### In this exercise we see the definition of a false friends word detection algorithm. The general definition of a false friend is that of two almost homonymous words that share many characters in common but which differ greatly in meaning.
We used the lexical resource WordNet to access the different meanings (synsets) of the terms.

To understand whether or not two words are lexically similar, we decided to look at their **Edit Distance**, that is the minimum number of operations of insertion, removal, modification, to transform one string into another.

After that, to check if two words are False Friends we checked their **Wu & Palmer similarity** making sure it is less than a certain threshold.

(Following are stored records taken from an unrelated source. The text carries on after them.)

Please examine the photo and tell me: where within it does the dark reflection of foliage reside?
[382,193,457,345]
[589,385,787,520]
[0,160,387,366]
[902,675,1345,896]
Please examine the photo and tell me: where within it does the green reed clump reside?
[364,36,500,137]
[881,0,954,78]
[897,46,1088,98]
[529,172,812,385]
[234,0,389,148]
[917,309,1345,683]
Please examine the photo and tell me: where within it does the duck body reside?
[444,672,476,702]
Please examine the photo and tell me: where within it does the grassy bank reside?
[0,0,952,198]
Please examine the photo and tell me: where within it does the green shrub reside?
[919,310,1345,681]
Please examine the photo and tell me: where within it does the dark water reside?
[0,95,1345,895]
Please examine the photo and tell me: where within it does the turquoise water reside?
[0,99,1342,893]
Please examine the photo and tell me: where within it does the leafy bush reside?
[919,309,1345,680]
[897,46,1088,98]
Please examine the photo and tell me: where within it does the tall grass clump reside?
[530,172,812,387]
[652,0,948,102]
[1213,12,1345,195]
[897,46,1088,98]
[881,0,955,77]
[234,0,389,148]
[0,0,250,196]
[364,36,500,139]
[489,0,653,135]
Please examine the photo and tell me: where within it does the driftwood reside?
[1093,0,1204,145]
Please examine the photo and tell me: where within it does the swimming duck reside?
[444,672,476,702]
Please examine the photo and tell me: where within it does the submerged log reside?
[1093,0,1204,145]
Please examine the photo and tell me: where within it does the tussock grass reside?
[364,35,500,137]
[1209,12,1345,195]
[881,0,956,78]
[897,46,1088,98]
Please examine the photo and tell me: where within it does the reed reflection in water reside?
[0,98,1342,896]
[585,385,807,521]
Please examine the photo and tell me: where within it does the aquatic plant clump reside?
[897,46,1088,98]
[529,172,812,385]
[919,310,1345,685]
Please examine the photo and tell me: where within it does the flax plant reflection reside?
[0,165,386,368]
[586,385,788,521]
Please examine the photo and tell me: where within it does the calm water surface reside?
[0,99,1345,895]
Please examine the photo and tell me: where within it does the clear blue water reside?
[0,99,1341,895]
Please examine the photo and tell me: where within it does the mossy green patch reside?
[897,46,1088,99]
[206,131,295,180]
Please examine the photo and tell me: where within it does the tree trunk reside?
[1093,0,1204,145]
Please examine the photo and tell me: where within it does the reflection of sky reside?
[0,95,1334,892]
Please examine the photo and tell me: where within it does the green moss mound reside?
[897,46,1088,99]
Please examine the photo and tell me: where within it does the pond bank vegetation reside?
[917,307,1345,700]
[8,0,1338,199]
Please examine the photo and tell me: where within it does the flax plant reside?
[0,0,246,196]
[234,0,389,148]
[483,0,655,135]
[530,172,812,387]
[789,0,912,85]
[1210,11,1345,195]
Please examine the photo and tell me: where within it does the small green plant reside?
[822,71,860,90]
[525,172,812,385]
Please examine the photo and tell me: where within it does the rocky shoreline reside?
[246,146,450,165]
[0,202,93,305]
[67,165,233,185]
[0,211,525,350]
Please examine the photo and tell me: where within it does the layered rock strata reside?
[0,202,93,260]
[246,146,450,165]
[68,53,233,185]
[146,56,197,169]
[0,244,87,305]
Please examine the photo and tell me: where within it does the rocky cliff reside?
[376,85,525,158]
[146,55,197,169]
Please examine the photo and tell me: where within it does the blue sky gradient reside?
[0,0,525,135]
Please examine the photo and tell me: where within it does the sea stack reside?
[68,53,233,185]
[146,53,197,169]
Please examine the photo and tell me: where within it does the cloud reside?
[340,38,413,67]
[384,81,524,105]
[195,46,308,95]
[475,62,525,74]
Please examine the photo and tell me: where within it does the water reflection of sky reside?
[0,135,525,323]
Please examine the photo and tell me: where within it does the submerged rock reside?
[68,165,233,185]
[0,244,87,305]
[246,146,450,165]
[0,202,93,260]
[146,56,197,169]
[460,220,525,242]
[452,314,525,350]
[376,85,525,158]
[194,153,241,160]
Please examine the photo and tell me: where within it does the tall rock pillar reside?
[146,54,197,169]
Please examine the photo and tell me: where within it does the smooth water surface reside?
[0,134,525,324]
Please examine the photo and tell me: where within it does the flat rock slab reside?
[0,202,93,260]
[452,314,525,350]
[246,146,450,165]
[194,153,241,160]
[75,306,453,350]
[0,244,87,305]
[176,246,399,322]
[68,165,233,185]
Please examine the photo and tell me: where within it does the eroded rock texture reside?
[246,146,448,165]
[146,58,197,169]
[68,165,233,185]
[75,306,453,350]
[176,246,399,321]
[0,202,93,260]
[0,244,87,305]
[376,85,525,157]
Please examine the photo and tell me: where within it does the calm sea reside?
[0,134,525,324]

This way, terms with **high lexical similarity** and **low semantic similarity** are good candidates to be False Friends.

In [1]:
from random import seed, randint
from nltk import edit_distance
from nltk.corpus import semcor, wordnet
from nltk import Tree
from itertools import combinations
from typing import List, Union, Tuple

### Data Load

In [2]:
# SemCor tagged corpus
tagged_sentences = semcor.tagged_sents(tag='sem')

### Core Functions

In [3]:
# Compute |sentence_num| random sentences from the SemCor corpus
def compute_random_sentences(sentence_num: int, custom_seed: int=None) -> List[str]:
    seed(custom_seed)
    max_index = 10000
    
    indices = set()
    while len(indices) != sentence_num:
        index = randint(0, max_index)
        indices.add(index)
    
    sentences = [tagged_sentences[index] for index in indices]
    return sentences


# Get content words from the random sentences got before
def get_content_words(tagged_sentences: List[List[Union[str, Tree]]]) -> List[str]:
    content_words = []
    for sentence in tagged_sentences:
        for word in sentence:
            if type(word) is Tree and type(word.label()) != str and word.label().synset().pos() in ["n", "v", "s", "r"] and len(word[0]) > 3:
                try:
                    content_words.append(word[0].lower())
                except:
                    content_words.extend([el.lower() for el in word[0]]) # The element is a multi-word expression

    
    return content_words


# Compute pairs that are lexically similar, it uses the edit distance to measure it (edit distance < threshold)
def compute_close_pairs(content_words: List[str], threshold: int=2) -> List[Tuple[str, str]]:
    pairs = set(combinations(content_words, 2))
    close_pairs = [pair for pair in pairs if edit_distance(pair[0], pair[1]) < threshold] # Only keeps words lexically close
    close_pairs = [pair for pair in close_pairs if edit_distance(pair[0], pair[1]) != 0] # Delete pairs of identical words
    return close_pairs


# Compute False Friends, i.e. words that are lexically similar but semantically different. It uses the Wu & Palmer similarity to measure it
def compute_false_friends(close_pairs: List[Tuple[str, str]], threshold: float) -> List[Tuple[str, str]]:
    false_friends = []
    for pair in close_pairs:
        synsets_1 = wordnet.synsets(pair[0])
        synsets_2 = wordnet.synsets(pair[1])
        if not (synsets_1 and synsets_2):
            continue

        similarity = wordnet.wup_similarity(synsets_1[0], synsets_2[0]) # wu&palmer similarity between the first wordnet synsets
        if similarity < threshold:
            false_friends.append(pair)
    
    return false_friends

### False Friends Computation

In [4]:
# Hyperparameters
sentence_num = 20
edit_threshold = 2
similarity_threshold = 0.3

sentences = compute_random_sentences(sentence_num)
content_words = get_content_words(sentences)
close_pairs = compute_close_pairs(content_words, threshold=edit_threshold)
false_friends = compute_false_friends(close_pairs, threshold=similarity_threshold)

print(false_friends)

[('lost', 'most'), ('fact', 'face')]